Compared to 2005, more kids are living in poverty — 23 perecent compared to 19 percent. That's tied to unstable employment of their parents, which is also on the rise.
But there's lots of good news about today's kids. High school graduation rates, reading proficiency and preschool attendance are all up nationally. More children are covered by health insurance, and child and teen deaths have dropped from 32 per 100,000 to 26.
More than anything, what's notable for you Bumpies is that we're delivering healthier babies. There's been a slight improvement in the number of low birth weight babies (less than 5.5 pounds), dipping from 8.2 percent to just 8 percent. Hats off to Alaska, the state with the fewest low birth weight babies of all (5.7 percent).

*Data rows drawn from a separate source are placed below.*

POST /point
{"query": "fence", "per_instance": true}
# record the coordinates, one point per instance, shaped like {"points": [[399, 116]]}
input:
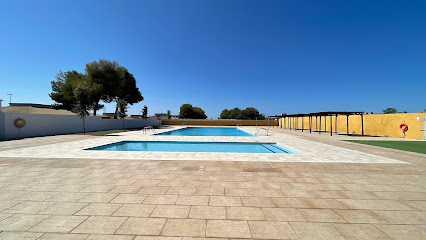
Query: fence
{"points": [[48, 124], [374, 124]]}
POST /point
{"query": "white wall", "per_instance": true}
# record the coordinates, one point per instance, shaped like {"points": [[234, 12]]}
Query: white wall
{"points": [[48, 124]]}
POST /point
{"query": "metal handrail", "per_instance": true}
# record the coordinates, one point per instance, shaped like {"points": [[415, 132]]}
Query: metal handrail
{"points": [[267, 131]]}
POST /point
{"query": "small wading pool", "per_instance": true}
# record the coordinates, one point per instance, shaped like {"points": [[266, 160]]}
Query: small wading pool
{"points": [[163, 146], [208, 131]]}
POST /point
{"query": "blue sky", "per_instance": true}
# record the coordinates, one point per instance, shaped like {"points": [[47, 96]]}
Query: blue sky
{"points": [[278, 56]]}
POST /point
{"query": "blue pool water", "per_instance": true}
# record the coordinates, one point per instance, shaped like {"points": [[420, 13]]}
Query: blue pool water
{"points": [[163, 146], [208, 131]]}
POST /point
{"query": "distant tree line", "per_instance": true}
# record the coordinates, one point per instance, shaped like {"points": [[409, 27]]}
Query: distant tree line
{"points": [[249, 113], [188, 111]]}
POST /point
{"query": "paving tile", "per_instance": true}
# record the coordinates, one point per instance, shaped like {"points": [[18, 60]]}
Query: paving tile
{"points": [[125, 189], [161, 199], [403, 231], [67, 197], [63, 236], [360, 216], [228, 229], [316, 231], [110, 237], [244, 213], [58, 224], [360, 231], [257, 202], [207, 212], [19, 236], [99, 209], [129, 198], [225, 201], [271, 230], [171, 211], [142, 226], [134, 210], [181, 190], [193, 200], [402, 217], [184, 227], [321, 215], [98, 197], [283, 214], [156, 238], [100, 225], [29, 207], [153, 190], [64, 208], [21, 222]]}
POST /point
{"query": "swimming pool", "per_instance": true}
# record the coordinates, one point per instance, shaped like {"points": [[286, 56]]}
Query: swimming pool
{"points": [[208, 131], [169, 146]]}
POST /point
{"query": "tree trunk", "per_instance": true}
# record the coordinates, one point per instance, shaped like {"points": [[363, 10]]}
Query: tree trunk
{"points": [[116, 111]]}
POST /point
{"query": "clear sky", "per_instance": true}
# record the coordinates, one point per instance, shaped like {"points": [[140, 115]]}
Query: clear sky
{"points": [[278, 56]]}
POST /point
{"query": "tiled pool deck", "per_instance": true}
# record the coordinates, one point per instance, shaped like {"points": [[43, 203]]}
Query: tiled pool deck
{"points": [[58, 191]]}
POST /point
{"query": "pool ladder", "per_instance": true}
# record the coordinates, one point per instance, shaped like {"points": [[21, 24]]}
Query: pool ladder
{"points": [[147, 128], [267, 131]]}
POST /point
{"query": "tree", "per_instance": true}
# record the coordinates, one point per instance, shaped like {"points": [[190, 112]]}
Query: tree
{"points": [[188, 111], [145, 112], [63, 89], [390, 110], [83, 102], [249, 113], [224, 114], [198, 113], [116, 82], [235, 113], [122, 109]]}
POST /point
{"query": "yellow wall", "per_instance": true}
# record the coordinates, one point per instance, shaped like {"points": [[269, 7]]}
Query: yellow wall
{"points": [[374, 124], [217, 122]]}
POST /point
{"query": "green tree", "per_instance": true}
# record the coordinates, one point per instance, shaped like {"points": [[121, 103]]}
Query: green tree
{"points": [[145, 112], [188, 111], [122, 109], [224, 114], [250, 113], [390, 110], [198, 113], [116, 82], [83, 102], [235, 113], [63, 89]]}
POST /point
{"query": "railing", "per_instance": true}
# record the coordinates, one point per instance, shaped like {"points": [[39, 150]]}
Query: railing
{"points": [[147, 128], [267, 131]]}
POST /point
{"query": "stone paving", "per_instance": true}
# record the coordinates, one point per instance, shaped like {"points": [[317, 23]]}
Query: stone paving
{"points": [[86, 198]]}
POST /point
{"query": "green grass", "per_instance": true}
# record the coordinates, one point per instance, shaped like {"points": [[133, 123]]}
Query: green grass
{"points": [[108, 132], [410, 146]]}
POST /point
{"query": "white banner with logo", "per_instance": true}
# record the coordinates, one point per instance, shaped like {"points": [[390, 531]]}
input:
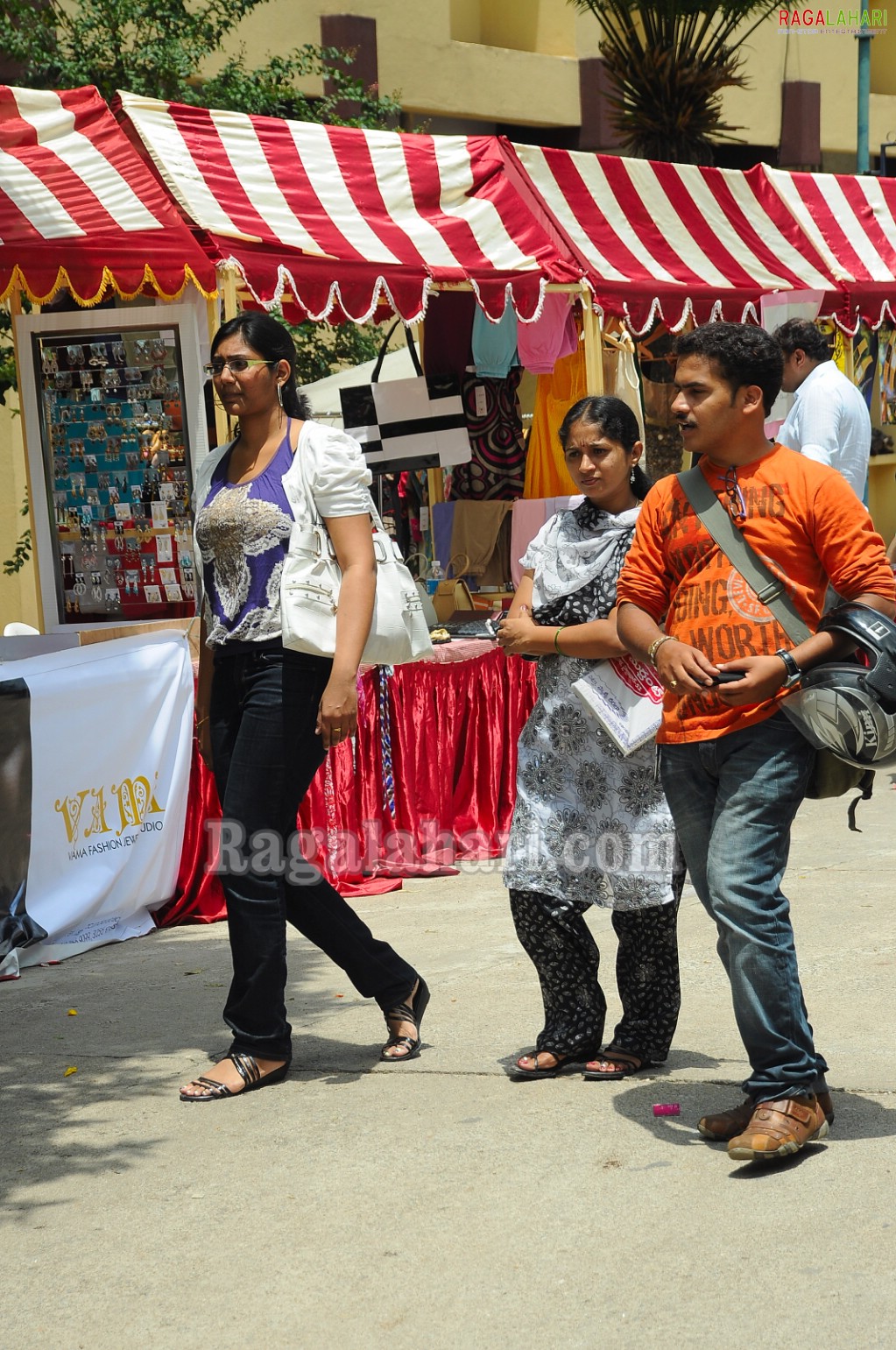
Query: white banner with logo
{"points": [[102, 735]]}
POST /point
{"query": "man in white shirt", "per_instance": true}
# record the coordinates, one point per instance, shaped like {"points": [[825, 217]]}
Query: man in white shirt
{"points": [[829, 421]]}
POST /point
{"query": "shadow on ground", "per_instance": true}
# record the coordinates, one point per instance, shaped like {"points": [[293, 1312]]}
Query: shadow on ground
{"points": [[119, 1017]]}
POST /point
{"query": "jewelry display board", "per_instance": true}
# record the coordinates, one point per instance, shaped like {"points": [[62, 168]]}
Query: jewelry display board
{"points": [[114, 456]]}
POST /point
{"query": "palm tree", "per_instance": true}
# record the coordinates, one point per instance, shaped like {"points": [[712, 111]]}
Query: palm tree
{"points": [[668, 62]]}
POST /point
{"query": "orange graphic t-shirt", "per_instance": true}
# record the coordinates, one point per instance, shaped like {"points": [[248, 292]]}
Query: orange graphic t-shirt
{"points": [[806, 524]]}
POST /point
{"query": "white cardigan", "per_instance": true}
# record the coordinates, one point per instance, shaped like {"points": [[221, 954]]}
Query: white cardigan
{"points": [[334, 466]]}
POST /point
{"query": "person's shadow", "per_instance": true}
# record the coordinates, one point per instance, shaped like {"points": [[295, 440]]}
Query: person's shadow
{"points": [[856, 1117]]}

With all this in mind, where are you going to settle to raise a family? There's one more piece of the puzzle to consider: the not-so-tangible "family and community" factor. Based on that alone, New Hampshire is the place to be, followed by Utah and Vermont. These states had fewer single-parent families, less concentrated poverty areas and fewer teen births. The study also nods to the "strong institutions and the resources to provide safety, good schools and quality support services" which allow families and their children to thrive.
Do these results have you questioning where you want to plant your roots? If not, don't worry, I'm not headed back to Massachusetts anytime soon.